Aslı Aydıntaşbaş şunu unutmasın; Türk gençliğinin başka memleket arayışı yoktur. Dünya vatandaşı olma talebi yoktur. Kendisinden akıl isteyecek, soru soracak veya öğüt isteyecek gençlik zaten hiç yoktur. Kendisine tavsiyemiz, hayali gençlik tasvirlerine, süper gözlükleri ile bakarak nostalji köşelerinde ağlayan dostları ile sohbet etmeye devam etmesidir.
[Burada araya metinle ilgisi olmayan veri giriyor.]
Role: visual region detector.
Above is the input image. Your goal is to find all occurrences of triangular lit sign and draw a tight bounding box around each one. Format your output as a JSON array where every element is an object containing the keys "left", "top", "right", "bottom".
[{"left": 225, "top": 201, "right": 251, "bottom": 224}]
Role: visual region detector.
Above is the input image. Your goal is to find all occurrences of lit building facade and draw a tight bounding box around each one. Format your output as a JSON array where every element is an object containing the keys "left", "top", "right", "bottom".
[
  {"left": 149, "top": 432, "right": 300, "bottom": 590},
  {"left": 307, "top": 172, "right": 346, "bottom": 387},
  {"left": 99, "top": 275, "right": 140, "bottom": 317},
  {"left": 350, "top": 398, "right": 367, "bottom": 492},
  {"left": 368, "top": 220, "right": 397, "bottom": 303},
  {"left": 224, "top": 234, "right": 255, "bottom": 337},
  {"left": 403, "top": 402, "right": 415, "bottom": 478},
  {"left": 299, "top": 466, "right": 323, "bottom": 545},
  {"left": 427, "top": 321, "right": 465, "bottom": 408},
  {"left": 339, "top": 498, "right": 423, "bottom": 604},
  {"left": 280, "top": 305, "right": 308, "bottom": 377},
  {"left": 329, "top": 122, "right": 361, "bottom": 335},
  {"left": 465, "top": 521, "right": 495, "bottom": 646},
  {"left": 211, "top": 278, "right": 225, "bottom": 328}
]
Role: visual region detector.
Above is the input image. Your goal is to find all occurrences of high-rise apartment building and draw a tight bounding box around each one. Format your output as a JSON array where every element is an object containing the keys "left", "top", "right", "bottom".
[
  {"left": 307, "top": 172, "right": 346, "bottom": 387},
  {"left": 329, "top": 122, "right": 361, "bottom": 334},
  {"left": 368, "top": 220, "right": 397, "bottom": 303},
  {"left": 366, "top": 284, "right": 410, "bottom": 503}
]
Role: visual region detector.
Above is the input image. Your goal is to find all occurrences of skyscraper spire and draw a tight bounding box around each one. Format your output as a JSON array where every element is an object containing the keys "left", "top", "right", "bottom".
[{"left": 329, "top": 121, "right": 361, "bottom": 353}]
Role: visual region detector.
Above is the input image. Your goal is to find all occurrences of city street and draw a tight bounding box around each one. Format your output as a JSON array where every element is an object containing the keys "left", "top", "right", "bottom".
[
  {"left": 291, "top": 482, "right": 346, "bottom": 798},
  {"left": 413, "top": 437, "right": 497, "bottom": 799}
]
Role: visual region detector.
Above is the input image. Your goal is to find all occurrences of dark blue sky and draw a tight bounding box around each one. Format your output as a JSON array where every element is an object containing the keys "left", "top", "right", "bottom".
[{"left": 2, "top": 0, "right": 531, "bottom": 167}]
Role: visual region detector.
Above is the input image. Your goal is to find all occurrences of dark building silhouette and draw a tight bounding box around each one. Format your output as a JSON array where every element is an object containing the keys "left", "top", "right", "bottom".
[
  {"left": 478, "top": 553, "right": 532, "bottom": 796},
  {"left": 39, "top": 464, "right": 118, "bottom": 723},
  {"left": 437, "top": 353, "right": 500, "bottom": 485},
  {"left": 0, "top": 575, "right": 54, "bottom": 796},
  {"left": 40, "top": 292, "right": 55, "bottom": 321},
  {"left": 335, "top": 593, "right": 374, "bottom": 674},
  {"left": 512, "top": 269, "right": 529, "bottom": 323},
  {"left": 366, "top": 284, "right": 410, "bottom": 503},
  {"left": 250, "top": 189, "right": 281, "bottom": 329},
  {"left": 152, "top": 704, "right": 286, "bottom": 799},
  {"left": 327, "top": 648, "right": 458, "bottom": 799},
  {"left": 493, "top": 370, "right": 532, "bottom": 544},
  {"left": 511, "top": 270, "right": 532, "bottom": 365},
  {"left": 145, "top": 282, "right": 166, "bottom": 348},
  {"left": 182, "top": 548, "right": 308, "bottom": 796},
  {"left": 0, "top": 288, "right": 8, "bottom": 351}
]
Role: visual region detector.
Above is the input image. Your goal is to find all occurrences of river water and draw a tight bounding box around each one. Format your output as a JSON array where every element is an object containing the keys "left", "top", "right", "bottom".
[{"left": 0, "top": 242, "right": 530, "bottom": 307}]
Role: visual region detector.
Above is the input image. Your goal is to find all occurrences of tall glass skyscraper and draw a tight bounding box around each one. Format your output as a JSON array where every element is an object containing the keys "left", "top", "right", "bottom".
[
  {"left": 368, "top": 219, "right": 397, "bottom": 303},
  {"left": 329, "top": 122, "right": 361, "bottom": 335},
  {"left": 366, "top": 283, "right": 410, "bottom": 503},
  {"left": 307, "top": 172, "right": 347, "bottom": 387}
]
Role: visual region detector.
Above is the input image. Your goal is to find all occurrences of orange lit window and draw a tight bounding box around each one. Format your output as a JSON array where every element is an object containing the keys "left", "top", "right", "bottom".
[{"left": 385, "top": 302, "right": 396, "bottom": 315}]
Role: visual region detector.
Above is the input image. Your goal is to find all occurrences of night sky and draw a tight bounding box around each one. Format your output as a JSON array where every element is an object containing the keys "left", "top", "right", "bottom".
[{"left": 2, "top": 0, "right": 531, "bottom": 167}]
Çünkü Türk Gençliği, 150 yıldır gericiliğe ve emperyalizme karşı mücadele eden Türkiye Gençlik Hareketinin mirasçılarıdır.

Şunu bilir ki;

Mustafa Kemal Atatürk’ün bilinci bugün bizim bilincimizdir.

Attila İlhanların, Uğur Mumcuların, Ahmet Taner Kışlalıların, Bahriye Uçokların sesi, bizim sesimizdir.

Resneli Niyazilerin fedailiği, bizim fedailiğimizdir.

Namık Kemallerin yüreği, bugün bizim yüreğimiz.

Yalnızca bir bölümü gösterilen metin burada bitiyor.